Drive time: 3 hours 15 minutes
Resorts crowd the Portland-area volcano, from sprawling Mount Hood Meadows and its varied slopes on the southeast to the Ski Bowl’s extensive night skiing terrain on the west. Timberline, based around the famous eponymous lodge, boasts a lift that reaches so high up Mount Hood it can sometimes offer year-round skiing—we’ll see how long that lasts as glaciers recede. It also recently acquired the family-friendly Summit area a few miles downhill at Government Camp and replaced its Pucci lift with a faster, bigger one.
Drive time: 4 hours
So close and now well back in reach: British Columbia’s ski mecca (two mountains, 37 lifts!) is massive but somehow keeps getting bigger. The last few years have seen new gondolas—though the new Creekside one didn't finish construction in time for 2022 opening day—plus various other lift replacements, and a new pod hotel in Whistler Village. With the Vail-owned twin behemoth usually open to season pass holders from Stevens, the weekend Whistler crowds have become increasingly rough in recent years. Still, it's hard to argue with the vertical reach and runs that go on forever. The après-ski scene is, on the other hand, well-prepared for the masses.

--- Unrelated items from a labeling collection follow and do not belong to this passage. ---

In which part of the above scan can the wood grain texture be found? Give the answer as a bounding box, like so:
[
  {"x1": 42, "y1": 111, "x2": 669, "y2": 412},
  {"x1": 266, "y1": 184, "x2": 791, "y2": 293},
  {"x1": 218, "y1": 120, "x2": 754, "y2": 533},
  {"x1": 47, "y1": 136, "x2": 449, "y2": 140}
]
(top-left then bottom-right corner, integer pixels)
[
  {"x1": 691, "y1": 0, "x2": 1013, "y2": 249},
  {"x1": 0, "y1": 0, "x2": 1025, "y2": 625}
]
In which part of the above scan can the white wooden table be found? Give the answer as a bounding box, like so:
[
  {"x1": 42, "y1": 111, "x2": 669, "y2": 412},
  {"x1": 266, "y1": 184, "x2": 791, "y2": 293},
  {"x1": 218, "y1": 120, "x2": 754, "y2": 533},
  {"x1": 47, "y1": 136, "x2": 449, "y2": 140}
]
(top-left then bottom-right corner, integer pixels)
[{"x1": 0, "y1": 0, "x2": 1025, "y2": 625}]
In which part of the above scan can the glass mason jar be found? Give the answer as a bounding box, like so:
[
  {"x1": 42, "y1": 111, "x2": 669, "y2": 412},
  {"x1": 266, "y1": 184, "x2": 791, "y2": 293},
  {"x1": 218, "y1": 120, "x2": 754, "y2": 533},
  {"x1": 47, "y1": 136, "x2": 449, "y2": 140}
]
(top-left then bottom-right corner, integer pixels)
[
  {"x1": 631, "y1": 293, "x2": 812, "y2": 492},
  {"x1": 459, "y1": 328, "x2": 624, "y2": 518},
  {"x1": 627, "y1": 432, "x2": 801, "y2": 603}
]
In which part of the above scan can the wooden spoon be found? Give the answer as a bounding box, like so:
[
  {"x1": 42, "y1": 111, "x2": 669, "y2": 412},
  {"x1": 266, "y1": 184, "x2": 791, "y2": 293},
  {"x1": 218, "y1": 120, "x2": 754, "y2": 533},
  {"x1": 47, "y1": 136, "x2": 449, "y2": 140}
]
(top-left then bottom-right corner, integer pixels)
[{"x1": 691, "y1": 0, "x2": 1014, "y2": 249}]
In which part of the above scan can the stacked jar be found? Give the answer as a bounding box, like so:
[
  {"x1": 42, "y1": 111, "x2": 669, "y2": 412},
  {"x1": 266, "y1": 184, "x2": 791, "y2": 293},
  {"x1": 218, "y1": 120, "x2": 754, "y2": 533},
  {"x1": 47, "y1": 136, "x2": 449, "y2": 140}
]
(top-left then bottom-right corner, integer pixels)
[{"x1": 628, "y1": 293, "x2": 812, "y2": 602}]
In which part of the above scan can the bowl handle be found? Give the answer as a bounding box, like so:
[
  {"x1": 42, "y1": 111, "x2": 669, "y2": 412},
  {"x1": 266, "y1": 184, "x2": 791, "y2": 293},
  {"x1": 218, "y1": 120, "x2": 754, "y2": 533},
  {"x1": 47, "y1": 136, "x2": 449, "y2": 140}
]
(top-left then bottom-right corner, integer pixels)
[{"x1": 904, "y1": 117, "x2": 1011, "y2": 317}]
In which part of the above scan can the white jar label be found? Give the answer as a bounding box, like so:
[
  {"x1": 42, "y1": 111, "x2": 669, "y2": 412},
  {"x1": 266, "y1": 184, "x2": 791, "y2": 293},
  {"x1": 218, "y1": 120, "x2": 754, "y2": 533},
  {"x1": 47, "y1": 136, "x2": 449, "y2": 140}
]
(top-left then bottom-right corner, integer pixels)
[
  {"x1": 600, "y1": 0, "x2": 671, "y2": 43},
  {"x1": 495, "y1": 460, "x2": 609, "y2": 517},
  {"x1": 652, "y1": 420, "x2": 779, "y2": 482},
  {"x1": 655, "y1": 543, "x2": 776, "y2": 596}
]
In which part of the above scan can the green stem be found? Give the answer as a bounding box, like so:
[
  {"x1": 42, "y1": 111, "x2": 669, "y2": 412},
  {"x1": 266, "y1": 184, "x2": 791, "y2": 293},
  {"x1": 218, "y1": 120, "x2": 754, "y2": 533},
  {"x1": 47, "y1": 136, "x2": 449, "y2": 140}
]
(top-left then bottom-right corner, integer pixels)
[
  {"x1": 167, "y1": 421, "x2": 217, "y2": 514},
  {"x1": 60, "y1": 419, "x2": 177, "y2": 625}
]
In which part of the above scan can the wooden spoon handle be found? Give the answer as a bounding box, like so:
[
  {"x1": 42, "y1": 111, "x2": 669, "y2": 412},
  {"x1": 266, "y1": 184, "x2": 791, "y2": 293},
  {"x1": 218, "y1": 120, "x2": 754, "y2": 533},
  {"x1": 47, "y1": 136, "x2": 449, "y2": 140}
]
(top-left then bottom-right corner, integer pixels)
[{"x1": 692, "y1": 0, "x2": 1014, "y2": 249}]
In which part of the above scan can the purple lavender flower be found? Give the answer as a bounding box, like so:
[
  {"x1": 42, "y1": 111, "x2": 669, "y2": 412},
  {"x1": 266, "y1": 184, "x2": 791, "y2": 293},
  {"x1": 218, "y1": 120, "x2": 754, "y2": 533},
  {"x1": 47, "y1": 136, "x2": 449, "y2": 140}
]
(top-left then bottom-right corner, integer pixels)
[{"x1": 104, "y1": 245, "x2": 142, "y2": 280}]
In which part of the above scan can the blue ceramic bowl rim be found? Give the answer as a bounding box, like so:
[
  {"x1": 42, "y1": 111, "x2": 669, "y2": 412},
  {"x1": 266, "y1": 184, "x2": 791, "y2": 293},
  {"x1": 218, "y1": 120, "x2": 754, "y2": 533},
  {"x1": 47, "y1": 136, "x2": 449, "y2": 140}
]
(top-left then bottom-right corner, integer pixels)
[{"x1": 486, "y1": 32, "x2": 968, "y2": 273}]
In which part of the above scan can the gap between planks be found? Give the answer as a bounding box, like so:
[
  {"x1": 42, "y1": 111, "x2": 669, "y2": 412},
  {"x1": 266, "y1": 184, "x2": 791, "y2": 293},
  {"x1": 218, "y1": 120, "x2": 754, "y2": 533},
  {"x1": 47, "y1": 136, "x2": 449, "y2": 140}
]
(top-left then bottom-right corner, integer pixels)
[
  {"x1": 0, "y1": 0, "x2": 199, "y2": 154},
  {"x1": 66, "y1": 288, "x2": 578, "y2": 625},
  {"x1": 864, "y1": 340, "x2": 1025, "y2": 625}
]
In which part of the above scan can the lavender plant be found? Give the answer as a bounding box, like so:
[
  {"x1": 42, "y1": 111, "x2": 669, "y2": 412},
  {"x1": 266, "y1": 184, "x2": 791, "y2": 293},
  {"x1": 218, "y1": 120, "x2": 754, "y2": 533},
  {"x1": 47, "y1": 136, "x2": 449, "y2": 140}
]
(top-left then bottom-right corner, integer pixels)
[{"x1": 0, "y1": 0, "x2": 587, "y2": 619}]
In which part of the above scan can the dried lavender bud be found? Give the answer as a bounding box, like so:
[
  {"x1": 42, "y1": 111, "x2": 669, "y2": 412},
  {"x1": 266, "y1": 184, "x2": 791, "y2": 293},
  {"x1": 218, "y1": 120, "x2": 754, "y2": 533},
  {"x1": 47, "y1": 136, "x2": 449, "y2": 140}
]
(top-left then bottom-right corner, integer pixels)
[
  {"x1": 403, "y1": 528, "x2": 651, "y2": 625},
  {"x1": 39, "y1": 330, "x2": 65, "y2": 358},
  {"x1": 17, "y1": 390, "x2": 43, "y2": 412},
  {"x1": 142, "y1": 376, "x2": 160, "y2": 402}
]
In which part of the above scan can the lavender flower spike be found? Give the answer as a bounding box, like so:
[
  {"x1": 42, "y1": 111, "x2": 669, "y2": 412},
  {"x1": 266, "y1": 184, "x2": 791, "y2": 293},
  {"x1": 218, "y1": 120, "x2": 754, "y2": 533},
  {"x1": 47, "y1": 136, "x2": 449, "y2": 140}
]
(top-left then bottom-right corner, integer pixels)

Drive time: 4 hour 15 minutes
Sun Peaks is like Whistler, but homier; like Sun Valley, but Canadian-er. It’s tempting to compare central BC’s ski resort to its brethren, but only Sun Peaks can boast a director of skiing like Nancy Greene. The Olympic gold medalist and Canadian ski hero not only helped build the resort town with her husband (the mayor), she also usually does free ski tours in the afternoons. Recent new chairlifts have eased access to the Sun Peaks slopes, which shoot up in every direction in BC’s interior mountains outside Kamloops.
Drive time: 5 hours 30 minutes
While Mount Baker ski hill is actually on ridges next to the volcano, Oregon’s Mount Bachelor ski area is smack on its eponymous cinder cone—11 lifts fanned around the mountain base. With more than 4,300 skiable acres, it’s one of the largest ski hills in the country, and its reliable sunshine and omnipresent craft brews cement it as a good-time destination. Just as in the outdoorsy, beer-sodden town of Bend down the road, there’s always a Bachelor party to be found.
Drive time: 6 hours
Idaho’s Sawtooth Mountains made ski history with the world’s first chairlifts; one inched up what is now Sun Valley’s small, family friendly Dollar Mountain back in the 1930s. Today, the resort prides itself on snowmaking in the cold, dry climate; the town of Ketchum remains charming, if expensive. Recently the resort’s bigger Bald Mountain added 380 more skiable acres, plus a new chairlift, in expert terrain.